Most bad tempered match of the day was always likely to be Kiefer v Spadea on Grandstand and so it transpired, as Vinny - having lost the first set - got a bad call, which set him off on a rant that got worse when he got another bad call to go a break down in the second. Cue lots of juice-bottle throwing from Spadea and boos for the umpire from the pro-Vinny crowd. I'm guessing there's no hawk-eye on Grandstand, then.
As usual, Kiefer was muttering away psychotically to himself down the other end and you would need a degree in German profanity to understand a lot of it. When Kiefer served for the second set at 5-4 and threw in three double faults he went strangely quiet, but by contrast you didn't need to be a great lip reader to understand Spadea's words when he was walloped 7-1 in the resulting breaker, before surrendering meekly in the third set.
This was Spadea's 15th US Open and having never made it past the 4th round, he is like an American version of Jeremy Bates - you knew he was half decent but you always hoped he would win matches rather than expecting him to.
Speaking of strops, it's not often you see laid back Finn, Jarko Nieminen, smash a racquet and hit the umpire in the kidneys with a service return, but then again he's never faced the walking service machine that is John Isner before.

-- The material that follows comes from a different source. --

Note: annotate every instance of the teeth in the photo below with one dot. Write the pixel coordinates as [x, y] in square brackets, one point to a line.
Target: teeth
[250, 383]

The Finn simply couldn't break Isner and by the time he'd seen the thirtieth ace fly past him, he'd had enough and my second multiple lay came in as Isner took it 6-7, 7-6, 7-6, 6-4.
My maximum bet and maximum lay both involved retirements, one to my detriment and the other to my advantage. Max bet Gilles Simon was two sets up and cruising against Alexander Waske, when the Austrian retired, so I collected earlier than expected on that one. However, my max lay - Seb Grosjean - perplexingly took Paul Goldstein apart in the first two sets, so I guessed something was wrong and sure enough Goldstein retired.
Elsewhere, Paul Henri-Mathieu again threw away a two set lead, this time to Fernando Verdasco and the Frenchman certainly has form in this area as French Davis Cup fans will no doubt recall.
An entertaining and profitable Day 1 then... roll on Day 2.